Article

Why Financial Systems All Over the World is Under Scanner Today

  • 17-Mar-2023
  • 2 mins read

Global equity markets are now on the edge of completing the first quarter of the current calendar year, 2023. Investors and traders have already witnessed a heavy roller coaster ride from both the domestic and global front, where issues like the Hindenburg Report on Adani followed by the Union Budget and the ongoing issue of SVB default and the Credit Suisse saga. The traders on the bullish side have burnt their hands in the current down move, while on the flip side, the investors have also taken a hard hit on their long-term portfolios.

The Silicon Valley Bank was the 16th largest bank and the second largest to witness a collapse in the United States. In the last ten days, three major banks have already collapsed in the US, which spooked Investor sentiments all over the globe. On the other hand, Credit Suisse, a leading investment banking company, came under the investor’s radar after its largest shareholder Saudi National Bank said it could not raise its stake in the company citing regulatory issues. The aforementioned investor became the biggest shareholder in Credit Suisse after it acquired a 9.9% stake for 1.4 billion francs.

The global markets are on a very nervous footing after these recent events, and with continuous rise in the interest rates by Federal Reserve in the US has put the major lenders all over the globe at risk. If the rate hike cycle continues, then there are chances that a few more mid-size banks may also come up with their internal issues in the public domain. The global economy is already in deep crisis thanks to the ongoing surge in inflation due to Russia-Ukraine War which has lasted for more than a year now, while on the other hand, the growth has also been on a weaker trend.

Below are the factors that cause the rise in crisis of the financial sector all over the world:

  • Continuous interest rate hike by Federal Reserve
  • High inflation due to Russia- Ukraine war
  • Higher bond yields due to high-interest rate cycle
  • Low investor confidence due to rising global concerns
  • Chinese economic concerns

Global rise in Geo-Political tensions

The global central banks now have the key to controlling the ongoing crisis. They have to choose whether to curtail the inflation worries or leave the banking system to revive on their own. Continuous liquidity tightening from the banks has created a kind of panic in the banking system with rising interest rates and no takers of finance on the other side.

In the coming days, we expect the financial system worldwide will face stiff challenges with respect to credit growth and the rebound in businesses. All eyes of the financial entities will be on the central banks all over the globe whether they stop the rate hike cycle and focus on growth again. Global financial entities will keenly track the outcome of the ongoing Russia-Ukraine War.

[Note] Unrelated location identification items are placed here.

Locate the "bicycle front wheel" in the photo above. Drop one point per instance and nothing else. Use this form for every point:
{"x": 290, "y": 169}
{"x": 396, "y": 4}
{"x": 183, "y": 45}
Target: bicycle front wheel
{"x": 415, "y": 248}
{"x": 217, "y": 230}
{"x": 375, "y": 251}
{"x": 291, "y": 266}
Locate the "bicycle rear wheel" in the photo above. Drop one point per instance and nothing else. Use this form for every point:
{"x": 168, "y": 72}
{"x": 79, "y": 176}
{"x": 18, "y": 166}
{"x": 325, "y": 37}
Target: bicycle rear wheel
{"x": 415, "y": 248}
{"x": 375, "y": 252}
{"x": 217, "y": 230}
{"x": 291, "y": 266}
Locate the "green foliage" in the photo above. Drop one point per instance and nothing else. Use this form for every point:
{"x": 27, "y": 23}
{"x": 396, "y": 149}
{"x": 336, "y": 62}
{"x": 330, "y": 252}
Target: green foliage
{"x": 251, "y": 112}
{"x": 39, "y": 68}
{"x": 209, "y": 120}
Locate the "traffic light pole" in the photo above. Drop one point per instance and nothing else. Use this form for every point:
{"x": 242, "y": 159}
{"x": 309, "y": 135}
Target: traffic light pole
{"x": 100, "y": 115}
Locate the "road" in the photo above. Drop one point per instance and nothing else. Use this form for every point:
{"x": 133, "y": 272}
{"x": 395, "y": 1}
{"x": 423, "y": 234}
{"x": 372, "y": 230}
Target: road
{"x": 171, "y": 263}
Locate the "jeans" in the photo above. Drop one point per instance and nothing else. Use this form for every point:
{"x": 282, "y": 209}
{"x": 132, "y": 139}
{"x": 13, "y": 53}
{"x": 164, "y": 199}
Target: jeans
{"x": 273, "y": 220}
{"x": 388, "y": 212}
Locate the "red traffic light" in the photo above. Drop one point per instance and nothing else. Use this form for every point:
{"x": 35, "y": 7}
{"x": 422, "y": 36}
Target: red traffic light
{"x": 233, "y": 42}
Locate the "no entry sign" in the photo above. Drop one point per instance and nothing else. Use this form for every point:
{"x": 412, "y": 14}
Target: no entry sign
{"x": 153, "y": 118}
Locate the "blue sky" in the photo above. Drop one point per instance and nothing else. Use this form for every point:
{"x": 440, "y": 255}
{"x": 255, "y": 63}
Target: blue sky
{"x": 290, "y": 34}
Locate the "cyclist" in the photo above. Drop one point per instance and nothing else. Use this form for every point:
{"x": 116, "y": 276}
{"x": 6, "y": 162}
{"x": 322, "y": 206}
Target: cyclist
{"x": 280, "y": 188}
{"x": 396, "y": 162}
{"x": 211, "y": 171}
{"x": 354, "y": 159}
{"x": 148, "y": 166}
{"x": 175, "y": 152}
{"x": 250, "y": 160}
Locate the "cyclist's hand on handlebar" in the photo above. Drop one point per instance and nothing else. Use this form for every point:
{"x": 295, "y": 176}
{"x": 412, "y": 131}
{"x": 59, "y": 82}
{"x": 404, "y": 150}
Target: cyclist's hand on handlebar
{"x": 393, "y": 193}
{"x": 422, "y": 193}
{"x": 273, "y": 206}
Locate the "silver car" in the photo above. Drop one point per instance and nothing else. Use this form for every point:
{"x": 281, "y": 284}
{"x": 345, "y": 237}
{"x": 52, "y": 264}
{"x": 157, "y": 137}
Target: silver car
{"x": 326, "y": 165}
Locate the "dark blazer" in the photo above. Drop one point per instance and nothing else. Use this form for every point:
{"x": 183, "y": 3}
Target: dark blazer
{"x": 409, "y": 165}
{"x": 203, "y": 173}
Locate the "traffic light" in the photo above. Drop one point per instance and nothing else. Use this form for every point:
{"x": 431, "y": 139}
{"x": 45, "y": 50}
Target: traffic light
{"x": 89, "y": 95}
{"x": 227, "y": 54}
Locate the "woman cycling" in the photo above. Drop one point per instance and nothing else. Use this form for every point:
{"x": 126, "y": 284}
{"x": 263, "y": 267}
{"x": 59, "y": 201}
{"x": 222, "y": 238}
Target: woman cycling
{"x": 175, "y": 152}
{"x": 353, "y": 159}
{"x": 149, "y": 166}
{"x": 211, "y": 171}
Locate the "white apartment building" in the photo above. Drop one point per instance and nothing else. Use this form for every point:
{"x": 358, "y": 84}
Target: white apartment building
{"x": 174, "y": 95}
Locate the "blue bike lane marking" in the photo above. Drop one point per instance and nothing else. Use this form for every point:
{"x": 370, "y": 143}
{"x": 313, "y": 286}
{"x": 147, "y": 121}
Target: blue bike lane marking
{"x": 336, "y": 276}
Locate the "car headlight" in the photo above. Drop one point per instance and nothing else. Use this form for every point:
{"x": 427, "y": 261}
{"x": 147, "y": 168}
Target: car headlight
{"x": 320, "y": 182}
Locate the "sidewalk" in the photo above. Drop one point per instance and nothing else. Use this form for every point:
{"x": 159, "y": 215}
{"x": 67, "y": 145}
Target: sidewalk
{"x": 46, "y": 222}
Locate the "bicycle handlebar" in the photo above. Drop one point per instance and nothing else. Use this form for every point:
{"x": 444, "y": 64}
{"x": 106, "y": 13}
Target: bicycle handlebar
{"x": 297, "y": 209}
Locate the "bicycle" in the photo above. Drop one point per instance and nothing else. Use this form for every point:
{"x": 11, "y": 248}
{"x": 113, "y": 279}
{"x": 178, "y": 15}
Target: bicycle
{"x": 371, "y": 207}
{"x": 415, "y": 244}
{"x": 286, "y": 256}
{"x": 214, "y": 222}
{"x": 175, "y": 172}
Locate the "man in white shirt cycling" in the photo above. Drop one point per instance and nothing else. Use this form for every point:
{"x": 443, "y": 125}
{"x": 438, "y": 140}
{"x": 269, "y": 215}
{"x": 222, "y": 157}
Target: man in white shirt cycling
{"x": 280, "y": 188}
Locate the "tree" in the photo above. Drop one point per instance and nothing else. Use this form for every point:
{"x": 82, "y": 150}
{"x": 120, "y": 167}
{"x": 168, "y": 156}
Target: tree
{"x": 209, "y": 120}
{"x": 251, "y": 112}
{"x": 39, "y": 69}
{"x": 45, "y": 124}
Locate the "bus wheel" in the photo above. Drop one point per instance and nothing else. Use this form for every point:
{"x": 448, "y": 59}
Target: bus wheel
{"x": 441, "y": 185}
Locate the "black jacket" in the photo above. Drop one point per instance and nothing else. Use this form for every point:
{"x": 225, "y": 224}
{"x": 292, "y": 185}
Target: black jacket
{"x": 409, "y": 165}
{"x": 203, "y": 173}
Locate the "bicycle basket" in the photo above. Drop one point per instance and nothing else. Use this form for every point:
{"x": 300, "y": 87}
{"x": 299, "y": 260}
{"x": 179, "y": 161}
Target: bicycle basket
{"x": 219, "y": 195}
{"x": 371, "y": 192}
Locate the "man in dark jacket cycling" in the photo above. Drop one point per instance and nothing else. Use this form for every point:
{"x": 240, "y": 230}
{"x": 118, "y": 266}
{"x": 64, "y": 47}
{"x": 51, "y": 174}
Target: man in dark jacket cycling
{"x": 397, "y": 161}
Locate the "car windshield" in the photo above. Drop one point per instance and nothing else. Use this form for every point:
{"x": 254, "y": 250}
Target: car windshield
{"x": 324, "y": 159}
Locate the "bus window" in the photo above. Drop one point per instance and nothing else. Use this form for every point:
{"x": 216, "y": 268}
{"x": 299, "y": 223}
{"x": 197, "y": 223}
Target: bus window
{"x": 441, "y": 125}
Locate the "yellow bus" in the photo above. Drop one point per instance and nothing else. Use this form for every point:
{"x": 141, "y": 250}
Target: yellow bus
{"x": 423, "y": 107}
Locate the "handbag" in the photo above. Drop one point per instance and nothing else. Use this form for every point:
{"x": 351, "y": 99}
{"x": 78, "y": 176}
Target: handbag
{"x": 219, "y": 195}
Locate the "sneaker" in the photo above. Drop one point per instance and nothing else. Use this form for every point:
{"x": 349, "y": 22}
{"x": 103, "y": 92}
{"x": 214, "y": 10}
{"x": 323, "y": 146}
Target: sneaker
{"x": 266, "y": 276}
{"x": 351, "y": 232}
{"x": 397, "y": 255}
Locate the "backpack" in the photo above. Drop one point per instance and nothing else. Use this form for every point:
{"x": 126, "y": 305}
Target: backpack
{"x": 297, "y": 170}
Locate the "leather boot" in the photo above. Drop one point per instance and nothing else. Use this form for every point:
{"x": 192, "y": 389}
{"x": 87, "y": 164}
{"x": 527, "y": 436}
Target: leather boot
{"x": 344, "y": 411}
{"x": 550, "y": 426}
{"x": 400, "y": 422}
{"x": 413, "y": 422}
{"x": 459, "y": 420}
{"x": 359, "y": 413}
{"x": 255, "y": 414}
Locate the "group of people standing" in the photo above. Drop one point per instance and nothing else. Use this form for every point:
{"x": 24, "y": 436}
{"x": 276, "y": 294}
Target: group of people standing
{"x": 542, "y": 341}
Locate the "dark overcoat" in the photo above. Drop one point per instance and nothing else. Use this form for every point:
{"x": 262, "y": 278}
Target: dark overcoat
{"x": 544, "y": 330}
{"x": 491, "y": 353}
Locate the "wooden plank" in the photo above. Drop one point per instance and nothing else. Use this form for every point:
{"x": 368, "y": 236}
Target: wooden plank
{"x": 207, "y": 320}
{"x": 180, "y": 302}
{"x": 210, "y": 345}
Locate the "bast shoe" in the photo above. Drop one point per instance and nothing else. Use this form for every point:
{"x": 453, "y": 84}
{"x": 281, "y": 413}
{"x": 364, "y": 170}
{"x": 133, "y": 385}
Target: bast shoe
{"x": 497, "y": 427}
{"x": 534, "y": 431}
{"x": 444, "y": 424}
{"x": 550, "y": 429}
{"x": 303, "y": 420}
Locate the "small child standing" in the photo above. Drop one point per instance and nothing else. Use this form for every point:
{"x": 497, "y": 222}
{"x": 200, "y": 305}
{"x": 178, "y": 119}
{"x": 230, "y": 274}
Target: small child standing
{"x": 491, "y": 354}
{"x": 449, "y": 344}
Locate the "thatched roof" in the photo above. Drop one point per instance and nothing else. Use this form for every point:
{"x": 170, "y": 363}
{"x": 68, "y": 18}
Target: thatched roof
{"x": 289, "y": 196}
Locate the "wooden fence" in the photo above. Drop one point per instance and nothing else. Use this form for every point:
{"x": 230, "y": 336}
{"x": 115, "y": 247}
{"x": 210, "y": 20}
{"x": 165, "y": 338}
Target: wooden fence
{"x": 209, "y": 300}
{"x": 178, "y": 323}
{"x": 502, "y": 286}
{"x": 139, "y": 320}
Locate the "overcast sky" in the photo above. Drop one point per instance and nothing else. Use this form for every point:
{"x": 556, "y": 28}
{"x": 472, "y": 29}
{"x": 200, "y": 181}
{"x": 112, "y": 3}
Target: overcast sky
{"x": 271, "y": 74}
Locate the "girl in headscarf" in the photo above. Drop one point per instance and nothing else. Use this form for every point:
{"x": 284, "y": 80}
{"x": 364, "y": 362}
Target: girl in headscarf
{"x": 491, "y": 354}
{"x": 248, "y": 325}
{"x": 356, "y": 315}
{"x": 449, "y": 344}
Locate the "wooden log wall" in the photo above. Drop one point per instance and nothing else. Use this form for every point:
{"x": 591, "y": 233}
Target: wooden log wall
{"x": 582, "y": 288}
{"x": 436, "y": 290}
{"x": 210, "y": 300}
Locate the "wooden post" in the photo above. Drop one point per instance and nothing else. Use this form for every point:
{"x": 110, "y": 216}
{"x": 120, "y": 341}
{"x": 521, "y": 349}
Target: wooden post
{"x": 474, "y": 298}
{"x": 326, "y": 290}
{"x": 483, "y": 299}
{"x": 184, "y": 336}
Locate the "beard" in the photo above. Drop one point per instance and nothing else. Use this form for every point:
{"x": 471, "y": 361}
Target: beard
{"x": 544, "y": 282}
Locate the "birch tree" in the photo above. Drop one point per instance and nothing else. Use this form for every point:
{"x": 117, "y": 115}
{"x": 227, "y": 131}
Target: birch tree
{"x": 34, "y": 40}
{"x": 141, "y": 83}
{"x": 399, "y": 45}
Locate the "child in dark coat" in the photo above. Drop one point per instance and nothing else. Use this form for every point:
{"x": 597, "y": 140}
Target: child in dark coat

For the equity markets, below are a few things to be kept on the radar:

  • Federal Reserve move and commentary in the upcoming 22nd March 2023 meeting
  • Global Bankers take on the financial system crisis
  • Inflation numbers all over the globe
  • Chinese and other emerging economic data

Overall, equity markets are expected to remain cautious in the near term, while the long-term story seems to be brighter once the rate hike cycle ends in the second half of the current calendar year. The best investment is made during bad times, and the same is applied in the current scenario. Long-term investors may look to add on good quality stocks in current volatility where the stocks have also witnessed deep cuts, while short-term traders may keep their positions lightened or at least keep a hedge for it to avoid any major financial accidents in the coming days.